With the availability of the Internet and such web sites as Climbing.ie and the IMC web page, I (too) regularly keep track of activities. Unfortunately the use of usernames hides the originators of many of the forum comments and being “out of the scene” it is sometimes difficult to follow the threads. One recent discussion involved Drifter’s Escape and this leads well into the following.
I guess this is one subject that at one time I thought I understood. As time passes, the difficulty of grading routes becomes clouded. Soon after my arrival in Ireland and the ascent of my first new route in the Quarry, Joss cornered me regarding the possibility of editing a guide book to update the O’Flynn edition that was now some 7 years out of date. The only part of the process for publication that caused any concern to me was the need to list route lengths in metres. I wanted feet, it made the routes seem bigger! Imperial feet prevailed and after the guide’s publication (1974), the grading storm started. New route additions in the Quarry in the mid-seventies went exponential and once again Joss was looking for an editor; there were no takers. Hoping to make more sense of the grading I issued a questionnaire to all the protagonists of the day along with a number of the Quarry regulars. All routes were listed along with their grades and columns for pitch grades and overall grade. I had hoped to come up with an “average” grade. Response to the questionnaire was poor but the results were used along with my own experiences of leading all routes below 5b in the hope of finding some form of agreement. I had hoped for what one person “on-line” described as “global consensus”. But no, the disagreement continues to this day. New to this guide and I believe new to Ireland at the time, I introduced the “numerical” system for technical difficulty that I had been brought up with in Cornwall after its introduction in the 1968 guide to Bosigran by Peter Biven. Annual visits to Cornwall were used to check my technical grading.
Route grades have to change with time; they can not remain constant. The rock changes, the equipment improves, techniques are developed, people’s needs are different ,etc. An interesting fact: Dónal and I climbed together, we did the same routes, but Dónal wore out his boots every year; mine lasted two.
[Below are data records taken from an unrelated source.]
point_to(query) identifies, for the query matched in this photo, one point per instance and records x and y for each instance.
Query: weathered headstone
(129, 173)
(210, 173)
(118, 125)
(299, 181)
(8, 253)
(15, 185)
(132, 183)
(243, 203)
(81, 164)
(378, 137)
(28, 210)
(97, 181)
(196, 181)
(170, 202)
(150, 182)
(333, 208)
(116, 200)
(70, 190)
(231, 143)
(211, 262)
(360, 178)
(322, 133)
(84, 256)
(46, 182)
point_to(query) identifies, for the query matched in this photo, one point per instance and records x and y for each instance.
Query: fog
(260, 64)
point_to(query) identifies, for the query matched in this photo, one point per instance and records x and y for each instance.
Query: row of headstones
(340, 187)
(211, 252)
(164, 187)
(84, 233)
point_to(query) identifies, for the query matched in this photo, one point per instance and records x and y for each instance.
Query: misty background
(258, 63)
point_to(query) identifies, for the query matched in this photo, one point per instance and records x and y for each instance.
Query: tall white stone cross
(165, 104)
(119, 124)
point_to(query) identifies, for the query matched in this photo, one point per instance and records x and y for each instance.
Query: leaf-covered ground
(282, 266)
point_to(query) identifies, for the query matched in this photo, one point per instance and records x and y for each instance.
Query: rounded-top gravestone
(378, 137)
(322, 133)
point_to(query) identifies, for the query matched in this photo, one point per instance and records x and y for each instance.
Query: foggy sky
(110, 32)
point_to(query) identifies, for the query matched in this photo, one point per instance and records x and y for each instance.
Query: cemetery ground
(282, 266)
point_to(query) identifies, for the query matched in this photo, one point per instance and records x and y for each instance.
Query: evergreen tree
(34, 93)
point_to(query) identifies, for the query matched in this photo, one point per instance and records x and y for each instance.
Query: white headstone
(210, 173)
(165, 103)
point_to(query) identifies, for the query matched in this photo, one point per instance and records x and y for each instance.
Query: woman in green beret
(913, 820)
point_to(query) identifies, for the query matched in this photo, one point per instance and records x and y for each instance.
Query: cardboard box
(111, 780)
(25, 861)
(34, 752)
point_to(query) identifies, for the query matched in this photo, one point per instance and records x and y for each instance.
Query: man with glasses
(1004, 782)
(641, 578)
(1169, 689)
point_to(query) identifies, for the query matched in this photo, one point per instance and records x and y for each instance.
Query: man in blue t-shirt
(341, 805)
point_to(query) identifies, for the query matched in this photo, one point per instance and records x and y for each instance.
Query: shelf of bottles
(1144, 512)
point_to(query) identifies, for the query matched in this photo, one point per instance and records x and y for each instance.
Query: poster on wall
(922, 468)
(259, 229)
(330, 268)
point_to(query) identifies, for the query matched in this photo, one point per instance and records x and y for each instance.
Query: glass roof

The reason being Dónal needed twice as many foot holds as me! This must affect the grade. Stephen McMullan in the Drifter’s Escape debate listed his favourite solo routes. It’s interesting that many of these were old IMC routes, done in big boots, no chalk and no protection, but still carry the original grades! These first ascents were in fact “solos”. What I ask is will the grades change once the Gecko boots and Gecko chalk are available? The solution to guide book grades is to remove them, just describe the line!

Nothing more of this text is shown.